Size Matters: Small Screen, Big Women
While there are endless examples of fat female characters portrayed in an unappealing light on television, fewer and farther between are positive portrayals of female fatness. When you come across one, even if it's on an otherwise dull show, it's refreshing to see. I'd like to take in a few of those breaths of fresh air here, for your reading pleasure.
Grey's Anatomy: Dr. Callie Torres (see above picture)
Played deftly by Sara Ramirez, Callie is a strong, complicated, nuanced and gorgeous woman of color who happens to be fat—a characteristic that doesn't hamper her ability to get it on with some of the hottest people on the show, from Dr. Mark "McSteamy" Sloan to her current love interest, an attractive, thin blonde woman by the name of Arizona. This relatively recent development in Callie's love life earned her the adoration of legions of queer women (myself included). Her character proves that fat female sexuality can be portrayed in a tasteful, positive light without the partner of the fat woman being positioned as a "chubby chaser" or in some other way a fat fetishist.

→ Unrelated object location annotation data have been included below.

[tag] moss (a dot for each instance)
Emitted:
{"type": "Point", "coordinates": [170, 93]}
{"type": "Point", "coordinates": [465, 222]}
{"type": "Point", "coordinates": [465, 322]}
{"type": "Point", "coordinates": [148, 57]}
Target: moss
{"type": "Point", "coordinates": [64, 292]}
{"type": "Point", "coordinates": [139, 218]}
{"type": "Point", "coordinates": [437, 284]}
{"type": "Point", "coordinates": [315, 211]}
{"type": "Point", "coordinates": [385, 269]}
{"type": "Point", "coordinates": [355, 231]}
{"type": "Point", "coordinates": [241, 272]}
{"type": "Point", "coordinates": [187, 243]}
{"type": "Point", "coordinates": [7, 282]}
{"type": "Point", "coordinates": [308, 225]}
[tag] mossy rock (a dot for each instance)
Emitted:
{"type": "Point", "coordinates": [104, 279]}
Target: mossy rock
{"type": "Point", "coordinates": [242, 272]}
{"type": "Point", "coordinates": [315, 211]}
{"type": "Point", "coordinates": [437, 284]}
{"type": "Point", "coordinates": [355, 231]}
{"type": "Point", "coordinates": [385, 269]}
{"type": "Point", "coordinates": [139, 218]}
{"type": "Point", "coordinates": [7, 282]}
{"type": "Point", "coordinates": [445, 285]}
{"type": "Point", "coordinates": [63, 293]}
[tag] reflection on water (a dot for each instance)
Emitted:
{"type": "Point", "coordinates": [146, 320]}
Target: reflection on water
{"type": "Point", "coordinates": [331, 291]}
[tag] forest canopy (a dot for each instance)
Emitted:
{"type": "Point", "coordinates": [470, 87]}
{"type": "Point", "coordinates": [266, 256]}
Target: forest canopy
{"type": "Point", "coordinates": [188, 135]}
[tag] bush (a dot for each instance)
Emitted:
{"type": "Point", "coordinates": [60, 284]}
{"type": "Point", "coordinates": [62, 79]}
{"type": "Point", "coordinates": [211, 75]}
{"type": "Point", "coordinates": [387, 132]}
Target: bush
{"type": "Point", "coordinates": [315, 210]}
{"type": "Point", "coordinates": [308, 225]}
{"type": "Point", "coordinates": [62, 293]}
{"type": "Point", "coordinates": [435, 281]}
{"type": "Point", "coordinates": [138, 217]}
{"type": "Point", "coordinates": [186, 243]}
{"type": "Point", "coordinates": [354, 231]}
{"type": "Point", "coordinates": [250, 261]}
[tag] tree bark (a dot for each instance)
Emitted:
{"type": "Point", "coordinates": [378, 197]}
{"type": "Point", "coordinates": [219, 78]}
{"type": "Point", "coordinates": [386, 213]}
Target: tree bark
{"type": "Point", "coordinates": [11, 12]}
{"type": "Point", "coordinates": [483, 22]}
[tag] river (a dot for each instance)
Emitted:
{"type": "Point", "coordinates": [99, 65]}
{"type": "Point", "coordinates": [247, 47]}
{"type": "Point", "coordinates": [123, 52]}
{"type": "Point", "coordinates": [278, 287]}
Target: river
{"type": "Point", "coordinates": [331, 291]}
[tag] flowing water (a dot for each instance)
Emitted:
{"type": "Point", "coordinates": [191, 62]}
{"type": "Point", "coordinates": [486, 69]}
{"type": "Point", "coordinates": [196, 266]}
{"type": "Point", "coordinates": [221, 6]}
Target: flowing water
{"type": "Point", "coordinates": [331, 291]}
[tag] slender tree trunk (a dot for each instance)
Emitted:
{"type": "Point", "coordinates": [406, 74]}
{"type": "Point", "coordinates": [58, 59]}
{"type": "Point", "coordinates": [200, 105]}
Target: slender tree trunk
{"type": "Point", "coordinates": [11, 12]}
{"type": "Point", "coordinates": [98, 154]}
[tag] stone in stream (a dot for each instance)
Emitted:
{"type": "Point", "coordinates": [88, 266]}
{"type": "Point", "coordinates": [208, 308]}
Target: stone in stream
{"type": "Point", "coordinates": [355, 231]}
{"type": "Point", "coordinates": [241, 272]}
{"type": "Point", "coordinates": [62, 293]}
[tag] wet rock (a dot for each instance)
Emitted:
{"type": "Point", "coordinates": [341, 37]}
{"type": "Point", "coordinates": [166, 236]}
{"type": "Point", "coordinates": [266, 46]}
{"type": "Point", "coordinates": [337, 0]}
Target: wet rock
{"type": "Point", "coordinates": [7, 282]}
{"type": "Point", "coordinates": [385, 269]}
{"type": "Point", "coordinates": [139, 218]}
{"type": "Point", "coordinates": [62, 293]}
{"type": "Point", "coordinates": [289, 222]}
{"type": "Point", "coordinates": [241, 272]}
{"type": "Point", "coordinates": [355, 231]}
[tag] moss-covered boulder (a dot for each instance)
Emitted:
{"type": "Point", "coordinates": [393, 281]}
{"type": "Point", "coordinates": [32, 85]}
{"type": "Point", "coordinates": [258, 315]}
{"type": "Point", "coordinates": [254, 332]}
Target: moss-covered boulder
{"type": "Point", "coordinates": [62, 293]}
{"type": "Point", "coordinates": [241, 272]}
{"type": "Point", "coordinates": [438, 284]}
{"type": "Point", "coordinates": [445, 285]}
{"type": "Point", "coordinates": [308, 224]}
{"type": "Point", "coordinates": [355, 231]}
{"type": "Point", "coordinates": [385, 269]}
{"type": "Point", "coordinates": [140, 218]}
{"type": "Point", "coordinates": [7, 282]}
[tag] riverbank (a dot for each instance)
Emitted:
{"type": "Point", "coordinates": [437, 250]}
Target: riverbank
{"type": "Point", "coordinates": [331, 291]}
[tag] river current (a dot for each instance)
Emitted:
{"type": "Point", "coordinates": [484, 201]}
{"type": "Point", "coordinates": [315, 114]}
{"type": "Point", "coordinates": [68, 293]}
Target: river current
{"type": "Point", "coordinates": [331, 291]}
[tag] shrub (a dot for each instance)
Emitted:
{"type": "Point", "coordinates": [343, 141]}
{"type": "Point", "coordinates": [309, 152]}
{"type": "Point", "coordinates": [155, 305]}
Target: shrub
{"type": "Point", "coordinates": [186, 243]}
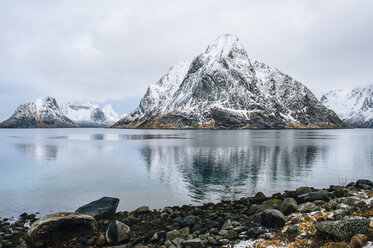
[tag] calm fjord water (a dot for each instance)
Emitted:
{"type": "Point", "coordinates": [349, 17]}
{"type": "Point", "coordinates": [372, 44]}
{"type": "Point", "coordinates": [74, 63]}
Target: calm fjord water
{"type": "Point", "coordinates": [51, 170]}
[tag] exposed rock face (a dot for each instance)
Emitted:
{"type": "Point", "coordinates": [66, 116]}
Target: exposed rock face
{"type": "Point", "coordinates": [273, 218]}
{"type": "Point", "coordinates": [62, 230]}
{"type": "Point", "coordinates": [223, 88]}
{"type": "Point", "coordinates": [353, 107]}
{"type": "Point", "coordinates": [100, 209]}
{"type": "Point", "coordinates": [40, 113]}
{"type": "Point", "coordinates": [117, 232]}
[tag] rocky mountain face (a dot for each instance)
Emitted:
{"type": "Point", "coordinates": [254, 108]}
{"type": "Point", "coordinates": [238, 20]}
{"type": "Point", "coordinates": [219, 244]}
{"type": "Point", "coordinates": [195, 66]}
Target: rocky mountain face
{"type": "Point", "coordinates": [223, 88]}
{"type": "Point", "coordinates": [90, 115]}
{"type": "Point", "coordinates": [354, 107]}
{"type": "Point", "coordinates": [44, 113]}
{"type": "Point", "coordinates": [38, 114]}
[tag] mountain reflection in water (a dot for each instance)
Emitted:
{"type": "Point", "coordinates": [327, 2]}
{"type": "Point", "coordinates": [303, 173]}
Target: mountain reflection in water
{"type": "Point", "coordinates": [230, 172]}
{"type": "Point", "coordinates": [51, 170]}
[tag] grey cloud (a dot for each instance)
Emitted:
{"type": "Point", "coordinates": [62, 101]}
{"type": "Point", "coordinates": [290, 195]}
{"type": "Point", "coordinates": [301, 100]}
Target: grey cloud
{"type": "Point", "coordinates": [112, 50]}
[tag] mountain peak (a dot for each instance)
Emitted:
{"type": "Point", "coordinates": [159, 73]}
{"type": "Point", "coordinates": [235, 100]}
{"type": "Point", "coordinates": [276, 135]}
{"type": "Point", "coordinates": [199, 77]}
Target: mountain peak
{"type": "Point", "coordinates": [224, 45]}
{"type": "Point", "coordinates": [223, 89]}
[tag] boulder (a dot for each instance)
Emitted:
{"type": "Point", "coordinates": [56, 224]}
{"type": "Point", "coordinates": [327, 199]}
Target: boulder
{"type": "Point", "coordinates": [308, 207]}
{"type": "Point", "coordinates": [303, 190]}
{"type": "Point", "coordinates": [345, 229]}
{"type": "Point", "coordinates": [288, 206]}
{"type": "Point", "coordinates": [62, 229]}
{"type": "Point", "coordinates": [142, 210]}
{"type": "Point", "coordinates": [364, 184]}
{"type": "Point", "coordinates": [103, 208]}
{"type": "Point", "coordinates": [271, 204]}
{"type": "Point", "coordinates": [193, 243]}
{"type": "Point", "coordinates": [273, 218]}
{"type": "Point", "coordinates": [364, 181]}
{"type": "Point", "coordinates": [313, 196]}
{"type": "Point", "coordinates": [173, 234]}
{"type": "Point", "coordinates": [117, 232]}
{"type": "Point", "coordinates": [258, 198]}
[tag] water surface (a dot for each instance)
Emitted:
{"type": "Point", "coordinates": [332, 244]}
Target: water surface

Grey's Anatomy: Dr. Miranda Bailey
Chandra Wilson's Emmy-nominated portrayal of Dr. Bailey presents us with a petite powerhouse of a Chief Resident. Commanding despite her diminutive stature, the fact that she's fat doesn't detract from her authority or ability to be taken seriously; so many fat black female characters on TV are forced to play off their fat in comedic or Sapphire-type roles. Although she doesn't get involved in the sexual antics of her co-workers, it's not because she's considered unattractive, it's because she's no-nonsense, married, and not the type to buy into the soap opera nature of her colleagues' personal lives. Dr. Bailey is a wonderful example of how a black female character can be written as assertive and at times aggressive but maintain a level of vulnerability and sensitivity that jibes with the overall nature of her personality.
Roseanne: Roseanne Conner
While some may say Roseanne, with her caustic wit and sarcasm, is not a positive portrayal of a fat woman. I beg to differ. On the show, she is not weight-obsessed and her fatness is not positioned as a Big Issue in regards to her interpersonal relationships with co-workers and other family members or her romantic relationship with her (also fat) husband. She is portrayed as an average, realistic working class woman. Many average working class women are fat. She's simply playing a character that represents a large number of USian women, and being as how she is the lead character and her fat is not something that is constantly brought up with a lot of hand-wringing surrounding it or subject to cheap jokes playing off it, I'd say she's a pretty positive representation. In and of itself, seeing an average working class fat woman on a top-rated sitcom every week was a positive development.
Gimme A Break: Nellie Ruth "Nell" Harper (see above picture)
Honestly, Nell Carter's character on this show was the first character I thought of when I started thinking about positive portrayals of fat women on television. Yes, she's playing a stereotype—the black housekeeper of a white family—but folks, this was 1981 and any black woman, especially a fat black woman, on TV not screeching at her husband or wearing a kerchief was a milestone. Nell Harper was attractive, pulled together, funny AND had a love life. She dated, had a boyfriend, and was sexual without it being a joke. The show was not immune to playing off her weight, but it at least did so along with playing off the weight of the male lead on the show, Police Chief Carl Kanisky. Nellie was a positive character, as nuanced as you're gonna get for a fat black woman on a sitcom in the early 80s, and was played expertly by the Tony-award winning Ms. Nell Carter.
Disparate as these roles are, they all have something in common—they're not caricatures, they're real characters, something very rare and very special for fat women on television.